Polar Scat is an atmospheric physics code that computes scattering cross sections for particles in the atmosphere. It is written in Fortran and parallelized with OpenMP. A POP performance assessment was performed, showing that the parallel performance of the code was excellent, with a global efficiency of over 80% on 48 cores. However, vectorization was poor, with only 29% of vector capacity usage on 48 threads.
Fig 1: Strong scaling speedup for the original code.
The cause of this poor vectorization was traced to a single nested loop (the outer loop of which was parallelized) involving multiple operations on arrays of size 3. The hope was that if the innermost loop could be refactored, then vectorization might be improved, yielding performance improvements on all core counts. In the POP assessment, two approaches were suggested.

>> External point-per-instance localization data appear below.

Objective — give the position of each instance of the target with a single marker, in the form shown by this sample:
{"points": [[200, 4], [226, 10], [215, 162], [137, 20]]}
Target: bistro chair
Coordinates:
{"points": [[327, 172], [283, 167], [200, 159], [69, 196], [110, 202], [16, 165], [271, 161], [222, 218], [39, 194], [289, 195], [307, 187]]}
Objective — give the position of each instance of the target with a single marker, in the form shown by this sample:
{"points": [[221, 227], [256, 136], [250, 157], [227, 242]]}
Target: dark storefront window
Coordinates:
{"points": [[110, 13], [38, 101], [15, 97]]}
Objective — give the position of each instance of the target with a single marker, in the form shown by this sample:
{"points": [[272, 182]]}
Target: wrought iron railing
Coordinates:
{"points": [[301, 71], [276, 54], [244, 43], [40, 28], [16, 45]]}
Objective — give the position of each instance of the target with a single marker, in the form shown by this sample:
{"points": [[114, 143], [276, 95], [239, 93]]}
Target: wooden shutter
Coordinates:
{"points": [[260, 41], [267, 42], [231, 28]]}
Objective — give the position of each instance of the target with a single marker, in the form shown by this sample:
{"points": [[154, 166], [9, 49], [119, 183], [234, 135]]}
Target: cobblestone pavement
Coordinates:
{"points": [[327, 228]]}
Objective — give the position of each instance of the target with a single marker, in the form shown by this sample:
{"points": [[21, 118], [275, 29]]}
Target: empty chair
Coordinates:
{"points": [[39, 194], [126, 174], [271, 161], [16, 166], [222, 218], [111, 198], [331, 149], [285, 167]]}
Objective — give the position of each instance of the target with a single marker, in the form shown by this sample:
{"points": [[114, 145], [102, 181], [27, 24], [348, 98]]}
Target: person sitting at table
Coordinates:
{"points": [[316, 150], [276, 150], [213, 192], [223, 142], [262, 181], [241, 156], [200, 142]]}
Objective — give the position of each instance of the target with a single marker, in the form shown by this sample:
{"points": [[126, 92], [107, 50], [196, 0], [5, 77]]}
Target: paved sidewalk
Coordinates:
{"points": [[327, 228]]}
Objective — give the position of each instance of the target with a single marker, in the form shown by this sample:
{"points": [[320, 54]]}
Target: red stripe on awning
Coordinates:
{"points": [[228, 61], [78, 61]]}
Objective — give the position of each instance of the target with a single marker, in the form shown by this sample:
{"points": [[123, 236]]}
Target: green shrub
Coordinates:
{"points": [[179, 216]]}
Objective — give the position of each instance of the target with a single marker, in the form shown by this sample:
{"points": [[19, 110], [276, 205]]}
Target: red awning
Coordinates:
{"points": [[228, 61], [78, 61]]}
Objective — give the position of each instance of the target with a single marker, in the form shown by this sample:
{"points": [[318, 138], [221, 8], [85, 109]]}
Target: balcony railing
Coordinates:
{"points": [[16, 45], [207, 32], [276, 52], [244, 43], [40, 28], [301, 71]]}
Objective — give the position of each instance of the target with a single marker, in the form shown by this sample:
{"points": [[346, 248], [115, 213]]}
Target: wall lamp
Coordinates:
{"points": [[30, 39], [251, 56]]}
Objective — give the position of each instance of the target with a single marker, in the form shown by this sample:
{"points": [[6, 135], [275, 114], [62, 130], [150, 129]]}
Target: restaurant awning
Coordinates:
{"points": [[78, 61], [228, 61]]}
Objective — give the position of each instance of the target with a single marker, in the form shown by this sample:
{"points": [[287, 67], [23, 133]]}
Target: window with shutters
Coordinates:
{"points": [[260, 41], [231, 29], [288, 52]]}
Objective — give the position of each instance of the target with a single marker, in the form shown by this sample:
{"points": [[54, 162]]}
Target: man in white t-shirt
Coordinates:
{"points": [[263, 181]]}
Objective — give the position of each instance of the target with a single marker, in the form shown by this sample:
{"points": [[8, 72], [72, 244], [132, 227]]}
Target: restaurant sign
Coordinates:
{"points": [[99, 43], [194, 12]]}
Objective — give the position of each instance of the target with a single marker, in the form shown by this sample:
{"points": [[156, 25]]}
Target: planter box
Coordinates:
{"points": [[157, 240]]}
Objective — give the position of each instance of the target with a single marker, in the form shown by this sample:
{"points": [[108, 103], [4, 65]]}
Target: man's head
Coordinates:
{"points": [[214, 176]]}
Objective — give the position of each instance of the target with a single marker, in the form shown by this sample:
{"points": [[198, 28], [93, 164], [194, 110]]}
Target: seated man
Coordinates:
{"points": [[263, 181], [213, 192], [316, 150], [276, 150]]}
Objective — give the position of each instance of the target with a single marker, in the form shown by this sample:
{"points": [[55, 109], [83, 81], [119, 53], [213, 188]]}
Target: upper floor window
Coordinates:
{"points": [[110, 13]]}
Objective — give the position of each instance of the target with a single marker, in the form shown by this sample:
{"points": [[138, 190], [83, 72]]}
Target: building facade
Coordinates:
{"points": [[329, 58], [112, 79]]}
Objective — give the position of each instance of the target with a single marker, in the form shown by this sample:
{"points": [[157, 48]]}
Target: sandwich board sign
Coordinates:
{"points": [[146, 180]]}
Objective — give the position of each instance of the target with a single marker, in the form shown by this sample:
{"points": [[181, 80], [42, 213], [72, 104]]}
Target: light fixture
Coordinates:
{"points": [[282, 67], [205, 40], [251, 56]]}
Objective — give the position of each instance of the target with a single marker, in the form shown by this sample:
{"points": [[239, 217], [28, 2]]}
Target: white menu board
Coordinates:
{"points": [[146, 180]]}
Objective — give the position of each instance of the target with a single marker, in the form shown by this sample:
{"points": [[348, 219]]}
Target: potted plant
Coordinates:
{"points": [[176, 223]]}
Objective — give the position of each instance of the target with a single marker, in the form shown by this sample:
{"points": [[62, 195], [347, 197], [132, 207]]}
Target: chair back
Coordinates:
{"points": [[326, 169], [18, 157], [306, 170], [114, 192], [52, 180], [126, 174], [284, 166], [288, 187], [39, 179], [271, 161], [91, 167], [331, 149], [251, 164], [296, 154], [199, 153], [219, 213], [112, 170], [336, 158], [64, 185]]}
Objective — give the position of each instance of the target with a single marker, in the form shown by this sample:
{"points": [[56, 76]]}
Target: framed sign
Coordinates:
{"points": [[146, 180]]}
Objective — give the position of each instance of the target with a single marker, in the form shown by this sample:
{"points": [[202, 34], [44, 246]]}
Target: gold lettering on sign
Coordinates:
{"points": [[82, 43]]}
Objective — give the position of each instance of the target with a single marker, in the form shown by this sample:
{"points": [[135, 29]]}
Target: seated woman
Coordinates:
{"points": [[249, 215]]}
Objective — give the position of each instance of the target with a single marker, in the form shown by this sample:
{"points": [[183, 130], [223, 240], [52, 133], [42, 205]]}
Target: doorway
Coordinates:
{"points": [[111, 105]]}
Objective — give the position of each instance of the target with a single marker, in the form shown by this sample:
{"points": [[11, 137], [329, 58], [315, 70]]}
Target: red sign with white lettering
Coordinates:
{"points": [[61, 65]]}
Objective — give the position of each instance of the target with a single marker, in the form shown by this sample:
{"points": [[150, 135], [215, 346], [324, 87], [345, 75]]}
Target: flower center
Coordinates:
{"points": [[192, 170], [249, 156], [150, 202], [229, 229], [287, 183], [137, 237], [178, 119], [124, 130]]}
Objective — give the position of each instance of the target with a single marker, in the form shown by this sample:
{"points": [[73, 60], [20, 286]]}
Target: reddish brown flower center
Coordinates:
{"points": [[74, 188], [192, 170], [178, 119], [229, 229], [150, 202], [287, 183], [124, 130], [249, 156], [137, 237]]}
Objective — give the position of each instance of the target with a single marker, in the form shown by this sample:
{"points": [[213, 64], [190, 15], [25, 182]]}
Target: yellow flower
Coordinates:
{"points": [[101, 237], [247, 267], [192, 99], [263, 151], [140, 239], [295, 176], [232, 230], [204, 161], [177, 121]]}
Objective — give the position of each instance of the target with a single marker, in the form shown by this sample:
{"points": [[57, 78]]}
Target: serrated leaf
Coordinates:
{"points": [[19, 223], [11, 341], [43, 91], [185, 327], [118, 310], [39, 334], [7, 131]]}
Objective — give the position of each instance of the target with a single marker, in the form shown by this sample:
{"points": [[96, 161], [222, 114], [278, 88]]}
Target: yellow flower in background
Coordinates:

- Approach 1 was to explicitly unroll the array operations and refactor the loop to allow the compiler to vectorize it.
- Approach 2 was to remove the loop altogether, replacing it with matrix operations using matrices formed by concatenating the small arrays.
The goal of the proof-of-concept was to implement these two approaches and investigate their effect on the performance of the code.
Fig 2: Performance of amended codes relative to original code.
As shown in Figure 2, Approach 1 was almost twice as fast as the original code whereas Approach 2 gave an approximately 1.3x speedup. Vector capacity usage for both approaches was over 99%. However, in order to get Approach 1 to work, the compiler directive !$OMP SIMD REDUCTION had to be used with the reduction on an array. This is a fairly recent addition to the OpenMP standard so makes the code less portable. Approach 2 only requires access to a good BLAS implementation for DGEMM and ZGEMM calls.
-- Edvin Hopkins (NAG)